Affaire Aziz, contre-attaque du pôle d’enquêteurs après les dernières sorties de l’ex-président

Après près d’un mois d’accalmie, depuis les charges portées contre l’ancien président Mohamed Abdel Aziz en mars dernier pour malversations durant ses deux mandats (2009-2019), l’affaire dite de la « Décennie » où il est poursuivi en compagnie de plus d’une dizaine de ses collaborateurs est en train de prendre une nouvelle tournure. Le pôle d’enquêteurs vient de mettre sous scellé plus d’une centaine de véhicules qui appartiendrait à son cercle familial et s’apprêterait à entendre l’ex-président, placé sous contrôle judiciaire par le Parquet général. La bagatelle de 41 milliards anciennes ouguiyas a été saisie de différents comptes, plusieurs meubles et immeubles mobilisés.

Selon des sources concordantes, le pôle d’enquêteurs de la Police des crimes économiques a mis sous scellé ce vendredi 16 avril 2021 à plus d’une centaine de véhicules qui appartiendraient à l’ancien président Mohamed Abdel Aziz . Ces mêmes sources soutiennent que les locaux de la Fondation Errahma de son défunt fils Ahmedou, auraient été mis également sous scellé, avec à l’intérieur, plusieurs dizaines de véhicules tout terrain.

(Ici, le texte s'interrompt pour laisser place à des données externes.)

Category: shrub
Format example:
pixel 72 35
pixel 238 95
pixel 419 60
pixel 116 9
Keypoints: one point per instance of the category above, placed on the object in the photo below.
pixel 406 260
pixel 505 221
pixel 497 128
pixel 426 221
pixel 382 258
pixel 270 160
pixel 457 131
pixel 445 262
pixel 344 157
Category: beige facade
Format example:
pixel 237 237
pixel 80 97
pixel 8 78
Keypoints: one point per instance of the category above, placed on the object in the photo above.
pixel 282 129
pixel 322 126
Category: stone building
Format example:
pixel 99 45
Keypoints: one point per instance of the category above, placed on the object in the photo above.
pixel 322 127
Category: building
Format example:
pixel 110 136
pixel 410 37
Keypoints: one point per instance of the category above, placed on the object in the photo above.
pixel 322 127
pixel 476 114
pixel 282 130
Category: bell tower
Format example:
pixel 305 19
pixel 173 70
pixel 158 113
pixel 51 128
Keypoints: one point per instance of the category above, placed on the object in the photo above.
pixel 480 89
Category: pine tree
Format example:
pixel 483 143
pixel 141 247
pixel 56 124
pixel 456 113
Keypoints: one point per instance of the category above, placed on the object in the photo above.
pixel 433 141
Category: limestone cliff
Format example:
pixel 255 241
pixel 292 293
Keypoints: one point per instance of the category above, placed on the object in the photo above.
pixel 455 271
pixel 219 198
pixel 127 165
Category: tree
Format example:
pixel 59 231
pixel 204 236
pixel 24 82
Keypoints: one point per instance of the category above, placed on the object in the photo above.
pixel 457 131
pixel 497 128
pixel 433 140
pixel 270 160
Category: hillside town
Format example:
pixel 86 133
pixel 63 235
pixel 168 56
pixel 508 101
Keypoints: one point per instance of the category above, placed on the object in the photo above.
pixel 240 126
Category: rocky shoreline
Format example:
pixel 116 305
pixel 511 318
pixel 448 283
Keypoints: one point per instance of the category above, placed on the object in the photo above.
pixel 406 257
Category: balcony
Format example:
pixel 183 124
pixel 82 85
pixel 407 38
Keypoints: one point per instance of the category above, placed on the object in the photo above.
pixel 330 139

Il est aussi question de la convocation, mercredi 21 avril prochain, de Mohamed Abdel Aziz, pour sa première audition après les charges portées contre lui en mars dernier par le Parquet général. L’ex-président est poursuivi pour corruption, blanchiment d’argent, enrichissement illicite, dilapidation de biens publics, octroi d’avantages indus et obstruction au déroulement de la justice.

Placé sous contrôle judiciaire, l’ancien président qui est assigné à résidence à Nouakchott, devrait se présenter trois fois par semaine pour signer son acte de présence dans la Capitale. Plusieurs demandes qu’il a formulées pour se rendre à son ranch sur la route d’Akjoujt ont été rejetées.

Tournant en rond comme un fauve enragé, selon ses proches, Mohamed Abdel Aziz aurait décidé ces derniers temps de faire bouger les lignes, en faisant tapage pour se faire rappeler au bon souvenir des Mauritaniens.

Premier acte, une énième tentative de revenir sur la scène politique, par l’acte d’intégration conclu le 10 avril 2021 avec le parti « Ribat Al Watan » de Saad Ould Louleid, ancien transfuge du mouvement IRA soupçonné à l’époque de sa défection de connivence avec le régime de Mohamed Abdel Aziz. C’est d’abord, une intégration tambour battant à un parti politique jusque-là quasi méconnu sur la scène politique, le parti en question n’ayant obtenu le moindre siège au cours des dernières municipales et législatives de 2018.

La première tentative était celle opérée auprès du parti unioniste démocrate socialiste de Mahfoudh Ould Azizi. Après avoir acheté un immeuble pour la bagatelle de 14 millions anciennes ouguiyas pour y inaugurer sa première sortie publique, la manifestation fut interdite, l’immeuble consigné et le parti suspendu.

Cet acte a été précédé d’une campagne de relation publique déclenchée par ses avocats, en l’occurrence Me Ichidou, qui a alterné coups de menaces et sorties d’éclats contre les poursuivies entamées contre son client.

La démarche a même compris une menace de saisine de l’Union africaine et de la Ligue Arabe en particulier pour dénoncer « un acharnement purement politique contre l’ancien président ».

Pour ajouter davantage de cacophonie à une ambiance déjà délétère et compléter la bataille de communication engagée par l’ex-président et sa défense pour prouver son « innocence », une interview à Jeune Afrique le 15 avril 2021 à Nouakchott, par le biais d’un des journalistes de l’hebdomadaire, Justine Spiegel.

Dans cet entretien, Mohamed Abdel Aziz botte tout en touche et réclame un héritage de bonne gestion, critiquant au passage l’actuel pouvoir qui selon lui, est en train d’appauvrir le peuple et de remettre en cause plus d’une décennie de redressement pour une « Mauritanie nouvelle » (voire l’interview dans J.A).

Derniers rebondissements dans cette affaire de biens mal acquis, une commission rogatoire pour la quête de biens appartenant à l’ancien président et son cercle familial en France et en Turquie.